The vast majority heeded fear-mongering politicians and got the hell out. But 20,000-odd diehards stuck two fingers up at common sense, stockpiled a decent supply of alcohol and tobacco, and stayed behind to get horrifically drunk.

By the time Gustav had passed, the city was in an advanced state of inebriation; parts of the French Quarter, the tatty-but-historic bit where jazz was created, resembled Sodom and Gomorrah.

At Johnny White's, a 24-hour joint which stayed open throughout Katrina and wasn't going to let a poxy little category two storm close it, people queued three deep at the bar. Round the corner at Finnegan's, staff handed out "Irish Car-bomb" cocktails. They turned out to be half a pint of Guinness, into which you drop a shot glass of Baileys. The trick is to drink the mixture before it curdles.

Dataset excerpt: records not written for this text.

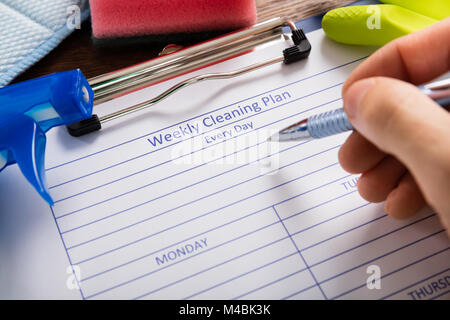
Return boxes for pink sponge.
[90,0,257,39]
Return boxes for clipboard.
[66,0,380,137]
[2,0,448,301]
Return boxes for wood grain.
[256,0,353,22]
[14,0,352,84]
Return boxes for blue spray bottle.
[0,70,94,205]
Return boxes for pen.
[269,78,450,142]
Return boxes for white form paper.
[0,28,449,300]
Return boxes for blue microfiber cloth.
[0,0,90,87]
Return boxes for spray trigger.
[0,70,94,205]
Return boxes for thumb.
[343,77,450,228]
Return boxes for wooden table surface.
[15,0,353,83]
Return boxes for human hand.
[338,18,450,235]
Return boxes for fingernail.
[344,78,376,119]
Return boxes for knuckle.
[360,79,410,132]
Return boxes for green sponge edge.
[380,0,450,21]
[322,5,438,46]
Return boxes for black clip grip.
[67,114,102,137]
[283,28,311,64]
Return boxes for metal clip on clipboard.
[67,17,312,137]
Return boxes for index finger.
[343,17,450,94]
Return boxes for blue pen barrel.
[308,81,450,140]
[307,108,353,139]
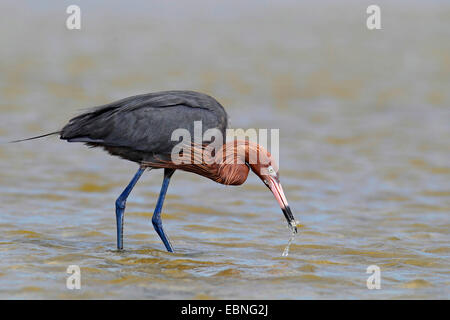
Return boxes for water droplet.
[282,221,299,257]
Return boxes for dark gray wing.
[60,90,228,154]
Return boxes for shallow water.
[0,0,449,299]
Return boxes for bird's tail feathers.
[9,131,61,143]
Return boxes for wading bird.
[14,90,297,252]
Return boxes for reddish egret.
[14,90,296,252]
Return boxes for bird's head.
[245,143,298,233]
[214,140,298,232]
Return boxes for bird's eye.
[268,166,275,175]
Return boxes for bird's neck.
[212,140,264,185]
[142,140,266,186]
[173,160,249,186]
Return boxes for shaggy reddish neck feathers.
[143,140,271,186]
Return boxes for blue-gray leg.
[152,168,175,252]
[115,167,146,250]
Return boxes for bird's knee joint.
[152,217,162,228]
[115,199,126,210]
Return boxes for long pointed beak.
[268,177,298,233]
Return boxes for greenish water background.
[0,0,449,299]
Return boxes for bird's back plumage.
[60,90,228,163]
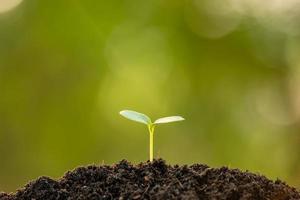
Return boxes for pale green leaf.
[154,116,185,124]
[119,110,152,125]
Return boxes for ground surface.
[0,159,299,200]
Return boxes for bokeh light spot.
[0,0,23,13]
[184,0,241,39]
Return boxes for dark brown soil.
[1,159,299,200]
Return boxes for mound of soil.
[1,159,299,200]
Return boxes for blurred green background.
[1,0,300,192]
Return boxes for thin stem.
[148,124,155,162]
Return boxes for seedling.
[119,110,185,162]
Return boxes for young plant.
[119,110,185,162]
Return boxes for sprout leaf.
[154,116,185,124]
[119,109,185,162]
[120,110,151,125]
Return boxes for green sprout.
[119,110,185,162]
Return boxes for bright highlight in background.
[0,0,22,13]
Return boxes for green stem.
[148,124,155,162]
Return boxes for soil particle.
[1,159,299,200]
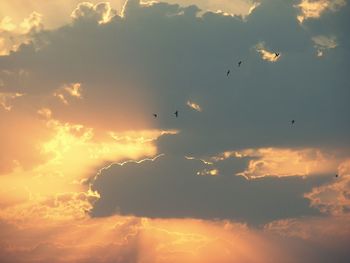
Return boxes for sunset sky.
[0,0,350,262]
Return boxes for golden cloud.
[295,0,346,23]
[187,100,202,112]
[209,147,341,179]
[255,42,281,62]
[304,159,350,215]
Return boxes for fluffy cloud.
[71,2,117,24]
[0,12,44,55]
[255,42,281,62]
[295,0,346,22]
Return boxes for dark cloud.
[90,154,331,224]
[0,0,348,153]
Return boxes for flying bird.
[275,53,280,58]
[153,114,158,118]
[227,70,230,77]
[335,174,339,178]
[291,119,295,126]
[238,61,242,67]
[174,110,178,118]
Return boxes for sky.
[0,0,350,262]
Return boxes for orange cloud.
[0,214,290,263]
[211,147,341,179]
[1,212,349,263]
[304,159,350,215]
[0,12,43,55]
[0,108,164,209]
[255,42,281,62]
[295,0,346,23]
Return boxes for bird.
[174,110,178,118]
[153,113,158,118]
[227,70,230,77]
[335,174,338,178]
[275,53,280,58]
[291,119,295,126]
[238,61,242,67]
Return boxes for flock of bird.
[152,53,287,122]
[150,53,339,178]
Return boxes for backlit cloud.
[255,42,281,62]
[90,153,329,224]
[187,100,202,112]
[295,0,347,23]
[236,147,341,179]
[305,159,350,215]
[71,2,117,24]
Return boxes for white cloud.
[312,35,337,57]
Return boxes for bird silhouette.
[227,70,230,77]
[238,61,242,67]
[174,110,178,118]
[291,119,295,126]
[153,114,158,118]
[275,53,280,58]
[335,174,338,178]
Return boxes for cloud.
[0,2,348,261]
[20,12,43,33]
[90,153,332,224]
[186,100,202,112]
[312,34,337,56]
[0,16,17,32]
[0,0,348,154]
[255,42,281,62]
[71,2,117,24]
[235,147,341,179]
[53,83,83,105]
[0,0,347,225]
[295,0,347,23]
[1,213,349,263]
[0,12,44,55]
[304,159,350,215]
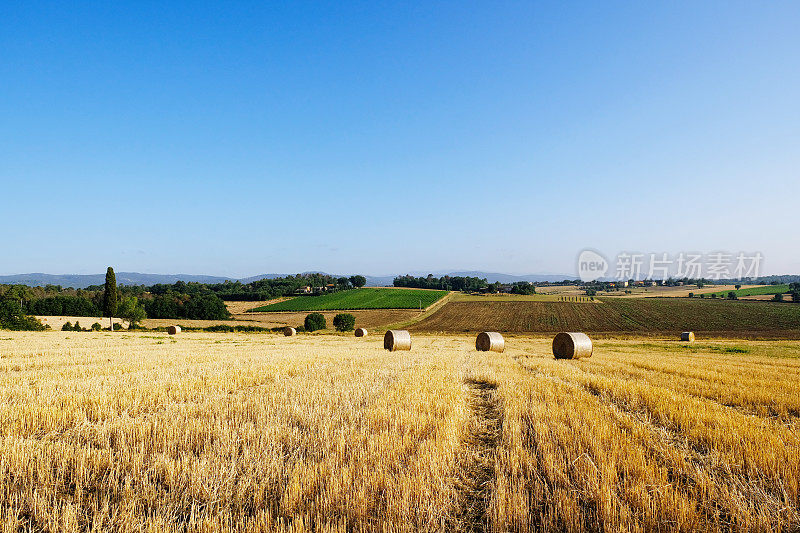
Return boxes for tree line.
[206,274,367,300]
[0,271,372,329]
[393,274,535,294]
[393,274,489,292]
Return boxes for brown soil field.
[409,298,800,338]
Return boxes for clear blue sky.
[2,2,798,277]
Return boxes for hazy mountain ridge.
[0,271,574,289]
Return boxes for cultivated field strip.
[0,334,798,531]
[409,299,800,337]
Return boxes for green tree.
[0,299,45,331]
[304,312,326,332]
[333,313,355,332]
[349,275,367,288]
[62,321,73,331]
[72,321,83,332]
[103,267,118,319]
[118,296,147,328]
[735,284,742,290]
[773,293,784,302]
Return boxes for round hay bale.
[166,325,181,335]
[384,330,411,351]
[681,331,695,342]
[552,332,593,359]
[354,327,368,337]
[476,331,505,352]
[283,327,296,337]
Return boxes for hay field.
[36,316,128,331]
[0,332,798,531]
[144,309,419,331]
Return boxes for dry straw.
[166,326,181,335]
[681,331,695,342]
[476,331,505,352]
[552,332,593,359]
[283,327,296,337]
[384,330,411,351]
[354,328,368,337]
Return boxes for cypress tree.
[103,267,118,318]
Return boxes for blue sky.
[2,1,798,277]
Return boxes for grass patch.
[705,284,789,298]
[250,288,448,312]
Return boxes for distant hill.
[0,272,233,288]
[442,271,574,284]
[0,270,575,289]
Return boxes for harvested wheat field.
[0,332,798,531]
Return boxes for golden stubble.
[0,333,797,531]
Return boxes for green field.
[705,284,789,298]
[409,297,800,337]
[250,288,449,311]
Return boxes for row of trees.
[394,274,489,292]
[1,270,373,329]
[5,267,229,327]
[204,274,367,301]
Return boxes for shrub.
[233,325,269,333]
[113,323,123,331]
[688,293,694,298]
[91,322,102,331]
[62,322,73,331]
[73,321,83,331]
[204,324,235,332]
[773,293,784,302]
[304,313,326,332]
[333,313,355,332]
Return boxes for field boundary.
[379,291,456,331]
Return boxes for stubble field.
[0,332,798,531]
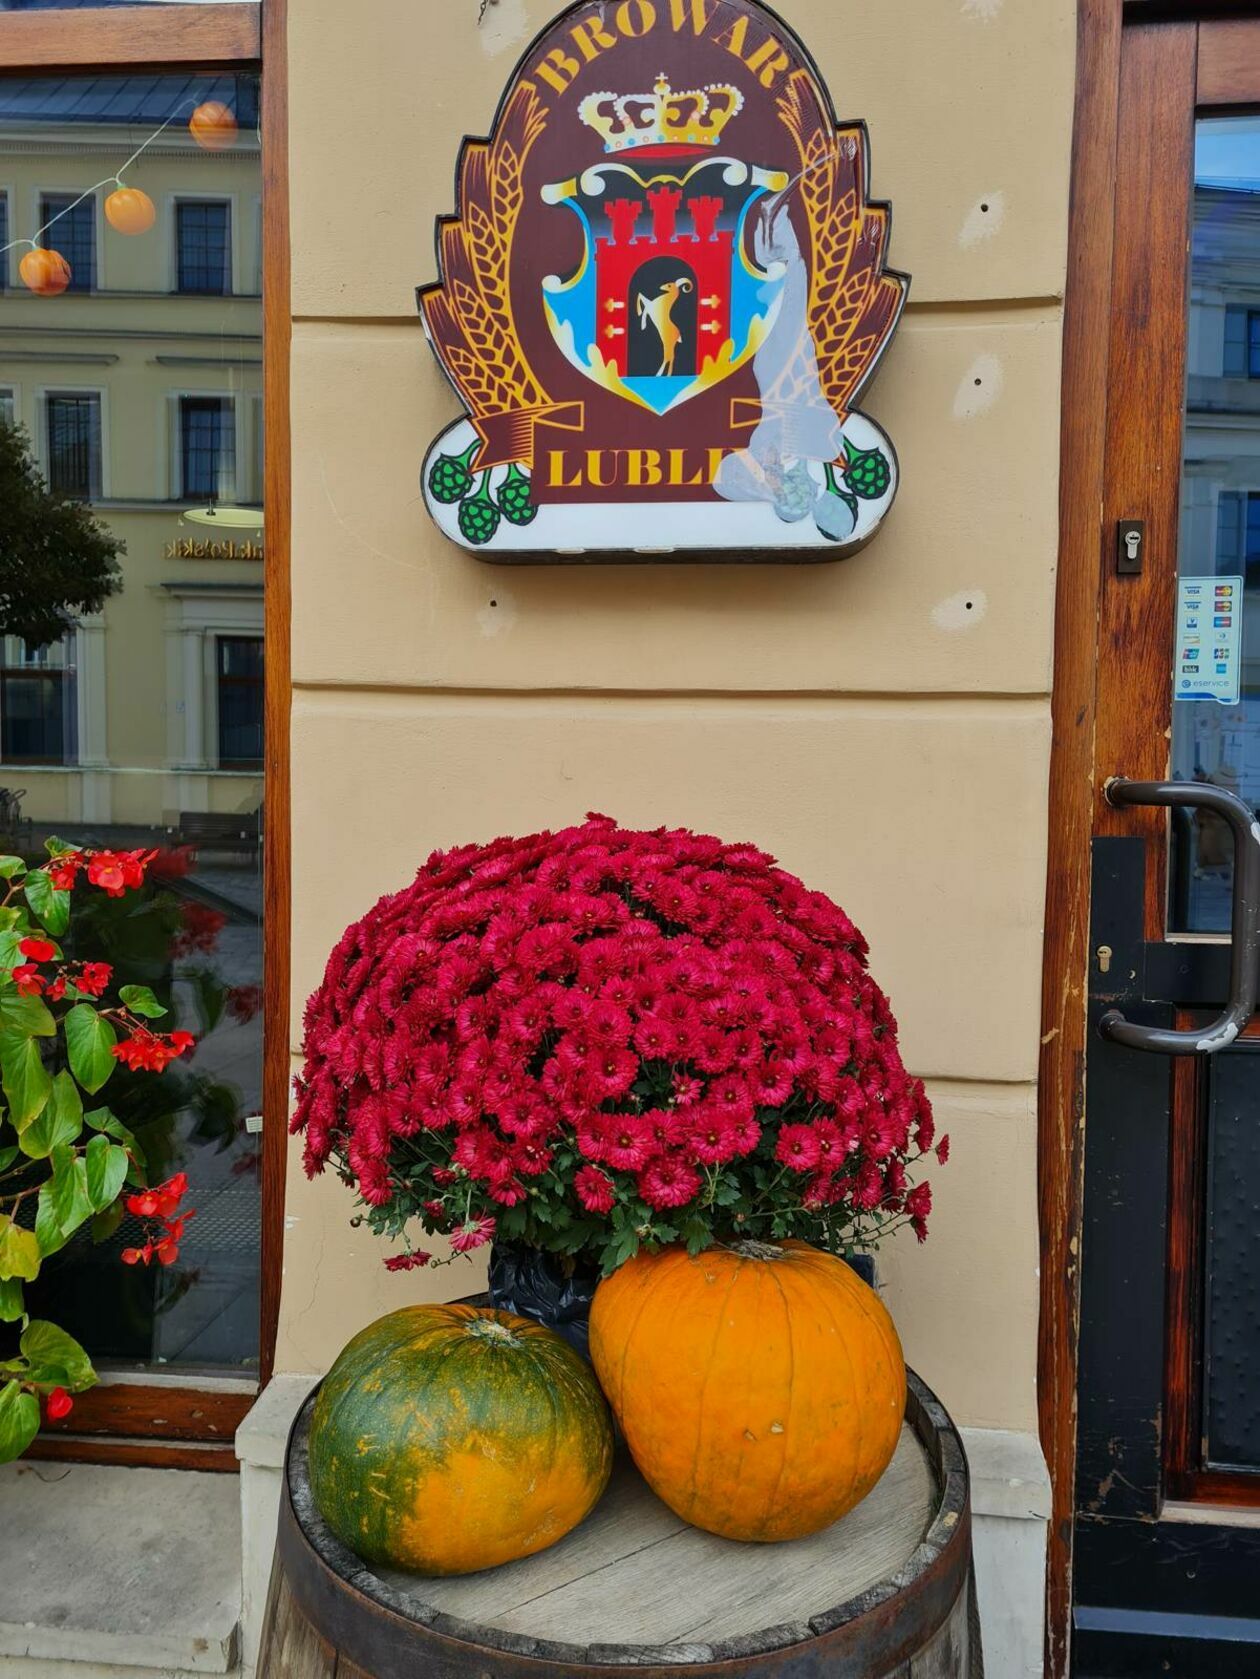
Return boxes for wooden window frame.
[0,1,290,1474]
[1044,6,1260,1673]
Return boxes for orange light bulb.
[19,248,71,297]
[189,101,239,151]
[105,186,156,236]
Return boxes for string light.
[1,98,242,292]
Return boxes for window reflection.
[0,73,263,1371]
[1173,118,1260,932]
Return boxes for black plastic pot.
[487,1245,600,1357]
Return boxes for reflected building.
[0,75,264,1372]
[0,75,262,838]
[1174,151,1260,929]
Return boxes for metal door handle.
[1099,778,1260,1055]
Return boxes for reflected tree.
[0,420,122,649]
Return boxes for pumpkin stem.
[465,1317,522,1346]
[727,1239,785,1261]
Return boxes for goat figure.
[636,277,693,377]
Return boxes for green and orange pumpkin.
[308,1303,613,1575]
[590,1239,906,1543]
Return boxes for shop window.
[45,391,101,499]
[216,634,263,768]
[176,199,231,296]
[39,192,94,291]
[180,395,236,500]
[0,636,78,766]
[0,193,7,289]
[1,63,266,1407]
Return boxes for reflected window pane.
[0,72,263,1374]
[176,200,231,296]
[39,193,95,290]
[181,396,236,499]
[46,392,101,499]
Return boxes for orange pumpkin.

It all served as a reminder that – as history demonstrates – times of crisis bring out heavy drinking. When the Titanic went down, passengers knocked back brandy; at the Somme, soldiers going over the top received a rum ration. The last days of the Reich, by all accounts, were a monumental piss-up.

Now we know that, even in America (the most censorious western nation with regard to alcohol) drink and disaster go hand in hand. It goes to show that, as Chekhov said, any idiot can face a crisis; it's day-to-day living that wears you out.

Racing to retirement

A factual footnote regarding other hurricanes now stacking up across the Atlantic: it turns out that the reason they're called Hanna, Ike and Josephine is that the World Meteorological Organisation names storms using an alphabetical sequence.

Usually, this means the names are recycled every six years. But if a storm's a biggie (and Gustav surely deserves this accolade), it gets "retired". Interestingly, a similar system is used by Weatherbys, the UK firm responsible for naming racehorses.

Rest easy, Brangelina

I hazard Brad Pitt kept a beady eye on the rolling news channels this weekend. After Katrina, he and Angelina Jolie ponied up $3.5m (£2m) for a 1830s house near the French Market. Yesterday, I visited the street his property stands on, and can report that it looks tatty but intact – which is no less than the couple deserve for helping New Orleans through its first, but certainly not last, modern crisis.